Wednesday, December 28, 2011

Leaves

Around the end of 1996 I moved into Highlands Ranch, Colorado, dubbed "Beautiful Highlands Ranch." It was once rolling prairie. The last 30 years have seen the area transformed into a booming suburban housing development which, though unincorporated, supports almost 30 schools, a large post office, great parks and recreation centers, and more.

The whole population of nearly 100,000 people who abide in the ranch are required to submit to a community covenant. Committees patrol the cul de sacs (culs de sac?) to tell residents when they need to paint their houses (approximately every three years) and approve the color schemes. Any changes in landscaping must be approved by the community association; permanent clothes lines and anything else the neighbors might consider unsightly are strictly forbidden. Before the end of next month notices will be sent to any who fail to put away their Christmas decorations for the year, not supposed to be up more than 30 days after a holiday.

It's been 10 weeks since I arrived in Eugene, Oregon. Even with winter coming on, the place seemed so much more alive. There are trees everywhere! But it was autumn, and the leaves were beginning to fall. What do people do with all the leaves? (Compost, maybe?)

To my surprise, the kind of people who in Colorado would have owned snow blowers here have leaf blowers. I don't know, maybe they are the same thing with a different name. (Can you tell I'm more the rake and shovel type?) At any rate, they just blow the leaves from their yards, driveways, and sidewalks and leave them the streets.

Some of the piles of leaves are enormous and have been here longer than I have. Several times I've had a hard time finding a place to park amid the leaf piles.

Such a thing would have been a serious and fine-worthy offense in Beautiful (though largely treeless) Highlands Ranch.

I was discussing the leaf piles with the recent California transplants who own the house where I'm living. They were mystified by this practice as well. Why don't people bag up the leaves? Isn't it the homeowners' responsibility? Isn't there some kind of yard waste pickup along with trash and recycling? Or is it really considered OK to simply leave them in the street?

"They will come," Chris assured me. He was born and raised here. "The city picks up all the leaves."

"When will they come?"

"They've already started. They'll get there when they get there."

Yesterday, a dump truck and bulldozer came down my street, and, working in tandem, picked up all the leaf piles.

(File this under "It's not wrong, it's just different.")

5 comments:

Megan Noel said...

i am sure Eugene must have the same issue Seattle does. There will be a big storm before people have their leaves raked up, bringing down more leaves, and then the leaves will block the storm drains and we'll have urban flooding. it gets really bad. i can't stand leaf blowers myself, and i suspect some people use them to just blow the leaves off their property, which does not really help matters. but i guess if you use them to blow leaves in a pile you clean up that is ok. but i always hear them at 9am on a saturday morning and that's just too early! also, you really should get some good rain boots. landsend will be having end of season sales soon. (even though it obviously is NOT the end of the season.)

Megan Noel said...

i am sure Eugene must have the same issue Seattle does.
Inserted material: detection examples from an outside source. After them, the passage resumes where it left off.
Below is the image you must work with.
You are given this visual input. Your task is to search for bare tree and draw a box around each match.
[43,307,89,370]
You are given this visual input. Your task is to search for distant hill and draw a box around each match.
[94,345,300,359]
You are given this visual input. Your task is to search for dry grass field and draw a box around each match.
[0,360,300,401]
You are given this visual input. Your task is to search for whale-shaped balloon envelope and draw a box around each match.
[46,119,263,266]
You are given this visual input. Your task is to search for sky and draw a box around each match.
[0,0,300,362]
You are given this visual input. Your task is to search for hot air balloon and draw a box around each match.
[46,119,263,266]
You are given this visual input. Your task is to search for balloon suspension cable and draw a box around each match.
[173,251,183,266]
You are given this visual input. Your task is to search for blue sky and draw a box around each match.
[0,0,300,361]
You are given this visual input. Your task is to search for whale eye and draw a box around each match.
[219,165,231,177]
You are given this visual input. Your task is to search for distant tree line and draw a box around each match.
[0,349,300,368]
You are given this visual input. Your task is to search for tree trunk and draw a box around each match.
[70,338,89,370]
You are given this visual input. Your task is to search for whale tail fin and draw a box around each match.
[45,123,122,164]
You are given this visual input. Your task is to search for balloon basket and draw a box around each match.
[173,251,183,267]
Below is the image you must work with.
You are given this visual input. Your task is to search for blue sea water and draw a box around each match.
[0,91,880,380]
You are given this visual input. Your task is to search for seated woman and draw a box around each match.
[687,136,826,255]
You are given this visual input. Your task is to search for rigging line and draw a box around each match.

There will be a big storm before people have their leaves raked up, bringing down more leaves, and then the leaves will block the storm drains and we'll have urban flooding. it gets really bad. i can't stand leaf blowers myself, and i suspect some people use them to just blow the leaves off their property, which does not really help matters. but i guess if you use them to blow leaves in a pile you clean up that is ok. but i always hear them at 9am on a saturday morning and that's just too early! also, you really should get some good rain boots. landsend will be having end of season sales soon. (even though it obviously is NOT the end of the season.)

Marti said...

Well, the official rules say you are supposed to store the leaves on your own property, and cover them, not piling them up in the street until the week they are scheduled to come by. There is a system to all this. But I wonder how many people are aware of it. Also, if you do want to compost or just put them on your garden, you can request to have leaves the city picks up at someone else's house brought to yours!

Maybe I'll get myself some official Oregon Duck rain boots @ Freddy's. They come in bright green.

oboegal said...

Sounds like a great system to get rid of all the plastic bags. We always pile up our leaves inside a round wire-fence container and dump them into trash cans throughout the winter. There are too many to compost, but we do keep some for gardening. Coloradans fill up millions of bags of leaves every fall, so our landfills are filled with plastic & compost that will never get out of the bag. Crazy!

Marti said...

Heather, the system does have some things to recommend it. And I think the way city leaders envision it is with the leaves corralled much as you do it, until close to pickup. They DO make a big deal about keeping the bike lanes (very common here) cleared of leaves... even if the roads have many leaf piles. It's a good attempt at an environmentally responsible system!